Microsoft disables Windows feature amid flurry of cyberattacks

abstract illustrated image of cyberattacks, person wearing a hoodie is sat in front of computer screens | cyberattacks

Key Takeaways

Microsoft has disabled the App Installer feature in Windows due to its exploitation by cybercriminals using the ms-appinstaller URI scheme to spread malware.

Threat actors, including groups like Storm-0569 and Storm-1113, have been leveraging search engine ads and SEO poisoning to distribute malware disguised as legitimate applications.

In response to these attacks, Microsoft has taken measures such as blocking Teams accounts linked to the malware campaigns and disabling code signing certifications for identified malicious applications.

Microsoft has disabled a Windows feature, App Installer, which allows users to download new applications after discovering that financially motivated actors were using it to spread malware, the company announced in a recent blog.

Since mid-November of last year, the company’s threat intelligence has been observing threat actors such as Storm-0569, Storm-1113, Sangria Tempest and Storm-1674 using the ms-appinstaller URI scheme to distribute malware. To ensure customer safety from hacker activity, Microsoft also investigated the use of App Installer in these attacks and because of the activities, disabled the App Installer.

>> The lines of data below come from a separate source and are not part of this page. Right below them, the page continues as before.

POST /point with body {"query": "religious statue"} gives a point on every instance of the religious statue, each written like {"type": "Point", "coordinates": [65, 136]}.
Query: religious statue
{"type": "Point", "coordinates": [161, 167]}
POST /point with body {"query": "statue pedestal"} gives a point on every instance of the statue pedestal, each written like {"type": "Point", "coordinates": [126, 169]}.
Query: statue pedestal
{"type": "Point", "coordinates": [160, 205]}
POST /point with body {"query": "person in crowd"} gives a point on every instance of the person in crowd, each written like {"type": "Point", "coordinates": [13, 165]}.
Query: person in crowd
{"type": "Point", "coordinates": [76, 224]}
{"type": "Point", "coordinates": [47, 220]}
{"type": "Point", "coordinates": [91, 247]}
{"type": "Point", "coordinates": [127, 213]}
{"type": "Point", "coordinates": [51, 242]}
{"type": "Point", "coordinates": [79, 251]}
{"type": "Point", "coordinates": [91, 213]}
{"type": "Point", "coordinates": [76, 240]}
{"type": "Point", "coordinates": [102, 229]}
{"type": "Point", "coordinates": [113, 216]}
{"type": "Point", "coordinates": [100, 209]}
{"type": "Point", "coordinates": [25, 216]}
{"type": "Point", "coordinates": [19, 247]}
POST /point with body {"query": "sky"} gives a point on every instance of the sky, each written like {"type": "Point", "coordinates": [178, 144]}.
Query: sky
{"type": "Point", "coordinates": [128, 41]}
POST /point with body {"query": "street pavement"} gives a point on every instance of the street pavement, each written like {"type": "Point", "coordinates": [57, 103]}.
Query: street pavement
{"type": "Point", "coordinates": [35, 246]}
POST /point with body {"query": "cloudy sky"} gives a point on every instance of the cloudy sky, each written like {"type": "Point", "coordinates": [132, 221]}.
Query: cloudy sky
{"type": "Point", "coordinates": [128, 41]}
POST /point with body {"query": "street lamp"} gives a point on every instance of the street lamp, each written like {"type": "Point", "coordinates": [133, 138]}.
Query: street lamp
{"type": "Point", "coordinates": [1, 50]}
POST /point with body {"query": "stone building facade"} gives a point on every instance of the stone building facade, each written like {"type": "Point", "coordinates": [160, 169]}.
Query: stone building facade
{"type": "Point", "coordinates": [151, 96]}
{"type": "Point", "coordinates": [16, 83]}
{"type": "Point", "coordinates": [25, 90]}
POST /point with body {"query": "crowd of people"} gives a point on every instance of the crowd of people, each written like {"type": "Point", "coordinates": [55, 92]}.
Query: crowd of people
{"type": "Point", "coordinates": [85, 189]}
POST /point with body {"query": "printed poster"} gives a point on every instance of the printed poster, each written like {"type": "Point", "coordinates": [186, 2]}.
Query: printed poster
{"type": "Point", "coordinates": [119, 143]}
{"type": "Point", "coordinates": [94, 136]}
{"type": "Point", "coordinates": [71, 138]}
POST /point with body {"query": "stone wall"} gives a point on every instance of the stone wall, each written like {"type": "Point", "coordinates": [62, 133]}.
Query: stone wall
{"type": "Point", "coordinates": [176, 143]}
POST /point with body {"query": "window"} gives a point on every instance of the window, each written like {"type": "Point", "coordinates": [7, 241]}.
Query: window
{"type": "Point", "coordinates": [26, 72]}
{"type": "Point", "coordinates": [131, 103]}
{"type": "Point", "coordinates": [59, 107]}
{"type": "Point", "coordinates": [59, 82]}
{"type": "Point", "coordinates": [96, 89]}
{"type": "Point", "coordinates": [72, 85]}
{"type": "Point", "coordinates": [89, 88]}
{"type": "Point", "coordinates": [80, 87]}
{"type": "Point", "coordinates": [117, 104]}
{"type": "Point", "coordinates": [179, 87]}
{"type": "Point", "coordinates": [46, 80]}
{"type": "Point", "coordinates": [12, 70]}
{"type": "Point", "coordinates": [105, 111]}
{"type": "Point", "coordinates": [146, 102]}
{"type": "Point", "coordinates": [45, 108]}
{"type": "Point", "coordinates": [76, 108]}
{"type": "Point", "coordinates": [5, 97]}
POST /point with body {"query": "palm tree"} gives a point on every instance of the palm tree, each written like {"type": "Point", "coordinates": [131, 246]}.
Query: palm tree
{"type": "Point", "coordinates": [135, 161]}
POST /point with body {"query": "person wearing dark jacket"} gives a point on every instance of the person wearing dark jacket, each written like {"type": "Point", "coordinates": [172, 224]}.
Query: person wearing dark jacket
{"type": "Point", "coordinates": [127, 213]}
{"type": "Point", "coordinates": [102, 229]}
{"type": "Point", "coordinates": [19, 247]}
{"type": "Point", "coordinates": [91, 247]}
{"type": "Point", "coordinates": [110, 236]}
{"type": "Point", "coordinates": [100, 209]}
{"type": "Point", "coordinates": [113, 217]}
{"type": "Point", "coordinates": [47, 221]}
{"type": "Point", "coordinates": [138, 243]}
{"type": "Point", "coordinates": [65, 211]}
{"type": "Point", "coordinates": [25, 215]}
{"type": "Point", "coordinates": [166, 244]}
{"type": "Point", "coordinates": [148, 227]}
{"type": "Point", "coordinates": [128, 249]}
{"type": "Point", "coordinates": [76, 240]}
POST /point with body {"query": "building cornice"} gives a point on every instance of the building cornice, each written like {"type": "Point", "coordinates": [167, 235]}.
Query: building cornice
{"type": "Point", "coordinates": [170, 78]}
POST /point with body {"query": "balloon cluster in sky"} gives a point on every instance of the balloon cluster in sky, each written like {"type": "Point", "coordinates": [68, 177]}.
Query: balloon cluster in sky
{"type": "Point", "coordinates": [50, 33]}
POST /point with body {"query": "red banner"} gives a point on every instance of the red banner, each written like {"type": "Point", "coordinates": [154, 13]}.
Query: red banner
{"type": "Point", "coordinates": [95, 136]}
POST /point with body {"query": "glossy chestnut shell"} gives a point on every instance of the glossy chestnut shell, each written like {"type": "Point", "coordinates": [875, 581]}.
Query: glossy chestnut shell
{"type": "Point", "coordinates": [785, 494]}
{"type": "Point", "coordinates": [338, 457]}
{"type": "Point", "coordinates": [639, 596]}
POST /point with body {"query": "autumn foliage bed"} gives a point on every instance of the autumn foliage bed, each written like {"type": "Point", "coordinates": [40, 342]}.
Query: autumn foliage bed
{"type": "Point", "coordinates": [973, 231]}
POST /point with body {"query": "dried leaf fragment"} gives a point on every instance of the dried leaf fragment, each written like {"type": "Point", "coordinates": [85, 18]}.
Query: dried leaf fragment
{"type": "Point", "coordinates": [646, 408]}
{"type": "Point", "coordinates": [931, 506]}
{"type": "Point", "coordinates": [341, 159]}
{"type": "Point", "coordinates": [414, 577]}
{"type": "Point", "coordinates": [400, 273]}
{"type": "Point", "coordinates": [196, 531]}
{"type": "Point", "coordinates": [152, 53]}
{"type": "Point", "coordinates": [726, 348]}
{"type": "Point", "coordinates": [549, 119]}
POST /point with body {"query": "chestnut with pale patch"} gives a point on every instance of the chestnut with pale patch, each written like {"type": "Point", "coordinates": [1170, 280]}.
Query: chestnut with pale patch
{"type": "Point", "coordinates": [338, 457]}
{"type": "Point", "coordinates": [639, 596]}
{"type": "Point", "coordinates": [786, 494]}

During its investigations, the company found that multiple cybercriminals were also selling a malware kit as a service that abuses the MSIX file format and ms-appinstaller protocol handler. The hackers distributed signed malicious MSIX application packages using websites accessed through malicious advertisements for legitimate popular software.

Storm-1113 and Sangria Tempest leveraged search engine ads, such as Google ads, to distribute their malware, unbeknown to users who clicked on these ads. They were then lured into downloading harmful MSIX files disguised as legitimate programs. Microsoft believes that these attacks by Sangria Tempest were supported by Storm-1113 infrastructure which led to the delivery of POWERTRASH, a PowerShell script.

Another hacking group, Storm-0569, was observed distributing BATLOADER through SEO poisoning, with sites imitating legitimate software downloads such as Zoom, Tableau, TeamViewer and AnyDesk.

The company stated that the ms-appinstaller was likely chosen as hackers can bypass mechanisms that keep users safe from malware, such as Microsoft Defender SmartScreen and built-in browser warnings for downloads of executable file formats.

To prevent upcoming cyberattacks, Microsoft has blocked the Teams accounts linked to the malware campaigns. In addition to this, the company has also disabled the code signing certifications of the malicious applications it identified during its research.

Customers can now use Microsoft’s reports in various products in order to access the most up-to-date information about any malicious activity.

The development follows Microsoft and Amazon’s announcement from October 2023 when the duo joined forces along with international law enforcement in the fight against perpetrators of tech support fraud.